What keeps the book from its potential of being a minor short classic on the creative process is its apparent attempt to proselytize on behalf of Transcendental Meditation. Despite their own claims to being superior to other meditational practices, Transcendental Meditation (as far as I can tell) offers nothing that can't be found in a variety of other approaches that don't carry the same kind of intellectual baggage as the TM organization, don't require you to spend several hundred dollars to be trained in, or to be given an "exclusive" and "personalized" mantra.

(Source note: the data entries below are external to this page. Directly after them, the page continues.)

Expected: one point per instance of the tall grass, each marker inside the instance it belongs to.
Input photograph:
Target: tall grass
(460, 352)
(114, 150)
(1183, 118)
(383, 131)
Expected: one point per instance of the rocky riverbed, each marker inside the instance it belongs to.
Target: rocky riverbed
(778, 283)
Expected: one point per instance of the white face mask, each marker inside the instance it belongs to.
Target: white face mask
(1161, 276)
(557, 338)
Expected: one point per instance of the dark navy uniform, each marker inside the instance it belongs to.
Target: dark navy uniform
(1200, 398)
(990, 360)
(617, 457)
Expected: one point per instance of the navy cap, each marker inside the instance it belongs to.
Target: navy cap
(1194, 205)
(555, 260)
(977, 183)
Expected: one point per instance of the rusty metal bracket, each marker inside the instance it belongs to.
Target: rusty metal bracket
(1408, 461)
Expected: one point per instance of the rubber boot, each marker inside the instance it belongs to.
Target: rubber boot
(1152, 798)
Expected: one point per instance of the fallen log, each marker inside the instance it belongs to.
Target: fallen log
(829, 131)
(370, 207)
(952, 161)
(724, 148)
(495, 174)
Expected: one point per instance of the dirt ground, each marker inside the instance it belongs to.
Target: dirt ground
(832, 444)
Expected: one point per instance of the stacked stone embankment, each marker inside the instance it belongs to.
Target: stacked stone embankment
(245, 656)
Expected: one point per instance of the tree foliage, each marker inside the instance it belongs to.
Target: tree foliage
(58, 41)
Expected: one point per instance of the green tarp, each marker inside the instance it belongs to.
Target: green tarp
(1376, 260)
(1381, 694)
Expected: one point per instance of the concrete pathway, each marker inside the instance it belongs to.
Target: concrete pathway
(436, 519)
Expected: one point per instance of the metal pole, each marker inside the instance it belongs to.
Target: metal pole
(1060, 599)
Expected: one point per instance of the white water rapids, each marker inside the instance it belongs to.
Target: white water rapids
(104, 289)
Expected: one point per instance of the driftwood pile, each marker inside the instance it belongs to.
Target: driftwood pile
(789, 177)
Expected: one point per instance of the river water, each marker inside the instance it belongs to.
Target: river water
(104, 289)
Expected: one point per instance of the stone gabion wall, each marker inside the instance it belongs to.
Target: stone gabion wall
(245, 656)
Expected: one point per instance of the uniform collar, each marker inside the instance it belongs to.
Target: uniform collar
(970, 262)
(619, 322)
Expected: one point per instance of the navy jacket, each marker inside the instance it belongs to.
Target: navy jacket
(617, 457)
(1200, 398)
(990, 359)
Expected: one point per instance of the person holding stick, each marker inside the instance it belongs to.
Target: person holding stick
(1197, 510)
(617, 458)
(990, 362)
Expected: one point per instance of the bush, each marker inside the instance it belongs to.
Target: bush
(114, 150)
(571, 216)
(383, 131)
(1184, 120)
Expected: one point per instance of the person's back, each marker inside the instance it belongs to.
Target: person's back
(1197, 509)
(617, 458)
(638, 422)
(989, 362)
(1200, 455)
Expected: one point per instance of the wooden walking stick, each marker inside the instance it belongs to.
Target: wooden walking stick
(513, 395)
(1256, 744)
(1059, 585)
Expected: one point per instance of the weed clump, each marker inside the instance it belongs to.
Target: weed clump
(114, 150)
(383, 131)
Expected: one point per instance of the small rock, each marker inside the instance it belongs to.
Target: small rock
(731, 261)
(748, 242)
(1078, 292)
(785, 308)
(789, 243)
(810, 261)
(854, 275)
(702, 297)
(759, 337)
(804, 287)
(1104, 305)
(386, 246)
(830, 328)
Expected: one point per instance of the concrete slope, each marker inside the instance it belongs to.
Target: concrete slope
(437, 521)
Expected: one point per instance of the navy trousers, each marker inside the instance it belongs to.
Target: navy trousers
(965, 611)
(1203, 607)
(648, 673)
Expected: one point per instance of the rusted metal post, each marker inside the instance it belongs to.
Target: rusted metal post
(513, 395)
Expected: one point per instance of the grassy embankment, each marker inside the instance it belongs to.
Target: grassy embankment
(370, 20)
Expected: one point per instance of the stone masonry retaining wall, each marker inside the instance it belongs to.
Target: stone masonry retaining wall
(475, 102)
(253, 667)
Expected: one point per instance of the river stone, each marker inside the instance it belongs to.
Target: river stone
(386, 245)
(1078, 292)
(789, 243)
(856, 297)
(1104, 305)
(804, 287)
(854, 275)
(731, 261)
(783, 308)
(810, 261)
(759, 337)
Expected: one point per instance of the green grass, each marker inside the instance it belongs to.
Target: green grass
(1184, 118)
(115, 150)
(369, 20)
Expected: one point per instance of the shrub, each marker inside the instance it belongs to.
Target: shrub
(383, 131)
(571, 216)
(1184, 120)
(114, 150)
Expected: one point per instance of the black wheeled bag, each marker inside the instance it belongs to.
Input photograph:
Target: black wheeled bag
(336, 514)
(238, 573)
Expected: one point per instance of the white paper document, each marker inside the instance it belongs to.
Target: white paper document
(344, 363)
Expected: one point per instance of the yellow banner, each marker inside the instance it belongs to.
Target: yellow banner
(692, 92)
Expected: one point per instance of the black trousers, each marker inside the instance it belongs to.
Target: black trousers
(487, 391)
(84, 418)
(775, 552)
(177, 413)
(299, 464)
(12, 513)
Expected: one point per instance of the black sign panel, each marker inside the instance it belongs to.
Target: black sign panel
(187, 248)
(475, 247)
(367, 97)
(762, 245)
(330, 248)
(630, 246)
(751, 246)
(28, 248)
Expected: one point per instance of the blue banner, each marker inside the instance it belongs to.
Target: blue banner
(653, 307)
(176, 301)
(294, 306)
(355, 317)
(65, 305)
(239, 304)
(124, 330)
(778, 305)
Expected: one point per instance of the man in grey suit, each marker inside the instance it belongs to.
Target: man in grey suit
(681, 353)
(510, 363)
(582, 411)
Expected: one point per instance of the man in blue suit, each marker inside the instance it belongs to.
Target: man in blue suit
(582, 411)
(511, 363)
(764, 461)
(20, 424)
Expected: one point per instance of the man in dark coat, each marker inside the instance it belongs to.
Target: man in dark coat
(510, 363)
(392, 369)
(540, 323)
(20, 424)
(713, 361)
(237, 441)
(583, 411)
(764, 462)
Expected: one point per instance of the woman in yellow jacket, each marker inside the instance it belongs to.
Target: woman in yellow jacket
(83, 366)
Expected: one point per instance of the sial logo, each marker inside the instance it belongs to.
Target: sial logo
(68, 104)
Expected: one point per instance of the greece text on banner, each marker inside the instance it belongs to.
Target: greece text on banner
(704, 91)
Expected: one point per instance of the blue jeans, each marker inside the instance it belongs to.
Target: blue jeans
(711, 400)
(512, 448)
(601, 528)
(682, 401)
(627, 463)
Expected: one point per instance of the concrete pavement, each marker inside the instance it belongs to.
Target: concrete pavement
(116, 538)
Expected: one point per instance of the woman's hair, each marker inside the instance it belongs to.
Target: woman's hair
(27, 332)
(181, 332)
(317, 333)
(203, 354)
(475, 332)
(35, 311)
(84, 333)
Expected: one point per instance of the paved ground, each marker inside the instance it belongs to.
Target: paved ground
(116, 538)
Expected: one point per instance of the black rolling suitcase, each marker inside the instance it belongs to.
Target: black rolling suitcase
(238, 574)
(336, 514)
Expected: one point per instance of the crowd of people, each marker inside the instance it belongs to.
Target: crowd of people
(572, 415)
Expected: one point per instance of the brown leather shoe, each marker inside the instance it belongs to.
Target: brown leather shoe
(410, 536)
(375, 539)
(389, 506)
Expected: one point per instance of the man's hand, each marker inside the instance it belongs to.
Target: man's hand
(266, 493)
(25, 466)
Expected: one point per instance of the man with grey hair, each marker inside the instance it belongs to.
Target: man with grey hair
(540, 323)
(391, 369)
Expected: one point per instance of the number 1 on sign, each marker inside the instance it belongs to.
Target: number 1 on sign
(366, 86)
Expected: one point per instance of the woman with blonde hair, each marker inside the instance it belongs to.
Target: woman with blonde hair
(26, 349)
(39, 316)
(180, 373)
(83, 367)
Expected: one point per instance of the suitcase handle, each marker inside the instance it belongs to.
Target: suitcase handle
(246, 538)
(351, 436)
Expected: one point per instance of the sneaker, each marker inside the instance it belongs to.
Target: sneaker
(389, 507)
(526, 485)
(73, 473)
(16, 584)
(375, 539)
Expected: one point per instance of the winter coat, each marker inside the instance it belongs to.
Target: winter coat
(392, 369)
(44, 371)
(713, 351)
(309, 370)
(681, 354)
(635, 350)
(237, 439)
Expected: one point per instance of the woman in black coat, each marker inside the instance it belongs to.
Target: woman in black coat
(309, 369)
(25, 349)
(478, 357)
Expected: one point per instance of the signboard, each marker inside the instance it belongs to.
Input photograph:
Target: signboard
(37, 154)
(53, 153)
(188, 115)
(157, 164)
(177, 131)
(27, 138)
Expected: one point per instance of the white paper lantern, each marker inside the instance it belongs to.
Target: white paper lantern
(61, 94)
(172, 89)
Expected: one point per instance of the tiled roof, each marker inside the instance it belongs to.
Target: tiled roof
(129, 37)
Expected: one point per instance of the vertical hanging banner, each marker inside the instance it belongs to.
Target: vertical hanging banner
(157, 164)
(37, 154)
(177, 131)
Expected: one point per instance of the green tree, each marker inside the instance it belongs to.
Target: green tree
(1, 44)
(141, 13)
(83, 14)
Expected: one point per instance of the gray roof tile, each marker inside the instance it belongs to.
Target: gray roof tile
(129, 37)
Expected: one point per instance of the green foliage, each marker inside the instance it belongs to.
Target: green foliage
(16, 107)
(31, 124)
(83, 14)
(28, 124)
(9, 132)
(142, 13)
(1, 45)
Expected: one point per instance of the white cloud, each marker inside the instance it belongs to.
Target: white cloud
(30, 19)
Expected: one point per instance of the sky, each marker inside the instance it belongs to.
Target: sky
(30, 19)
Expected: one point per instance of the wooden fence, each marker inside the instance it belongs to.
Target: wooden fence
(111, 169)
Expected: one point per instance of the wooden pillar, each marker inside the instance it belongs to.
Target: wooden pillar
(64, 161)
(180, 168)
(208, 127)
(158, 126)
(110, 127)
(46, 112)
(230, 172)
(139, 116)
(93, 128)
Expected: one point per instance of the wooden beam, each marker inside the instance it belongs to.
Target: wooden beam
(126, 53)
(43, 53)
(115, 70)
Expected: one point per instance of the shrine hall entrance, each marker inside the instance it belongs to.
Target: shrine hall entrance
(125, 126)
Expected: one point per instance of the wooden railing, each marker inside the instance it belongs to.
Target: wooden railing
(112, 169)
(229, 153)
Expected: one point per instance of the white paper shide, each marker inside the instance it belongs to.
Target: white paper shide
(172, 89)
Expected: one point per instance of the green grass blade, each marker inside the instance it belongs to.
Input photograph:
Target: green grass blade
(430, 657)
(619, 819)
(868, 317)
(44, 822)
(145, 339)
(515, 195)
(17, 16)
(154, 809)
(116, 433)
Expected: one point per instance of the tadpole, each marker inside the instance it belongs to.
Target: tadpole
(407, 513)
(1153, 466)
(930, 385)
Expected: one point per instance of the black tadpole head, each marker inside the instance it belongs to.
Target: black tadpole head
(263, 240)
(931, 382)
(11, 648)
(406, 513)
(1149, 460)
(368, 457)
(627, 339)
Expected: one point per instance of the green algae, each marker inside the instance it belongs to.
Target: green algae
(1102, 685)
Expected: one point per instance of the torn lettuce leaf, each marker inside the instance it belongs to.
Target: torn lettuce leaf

It is wonderful that Lynch's discovery of meditation in this form has facilitated his own creative process and personal contentment, and I don't begrudge his allegiance to the approach that he learned -- but it is clear that at some level this book was written as a kind of testimony to the special benefits of an approach to meditation that has taken truths handed down through centuries as an intellectual inheritance and made them into the for-profit product of a large and fairly powerful quasi-religious organization. That emphasis dimmed my enthusiasm for what is otherwise a remarkable little volume. Having said that, the book is in no way a piece of propoganda -- it merely makes appreciative reference to TM in several places, in addition to "advertising" his own foundation for the teaching of TM meditation. The book remains well worth reading, especially for fans of Lynch's work -- but I believe a slightly more general emphasis on the power of meditation and a description of the methods he finds worthwhile (without reference to a specific organization that teaches these methods and claims falsely to offer benefits found nowhere else) would have given this work something of the more timeless and abstract appeal of his films. To use the metaphor from the title, I think this could have been a bigger fish.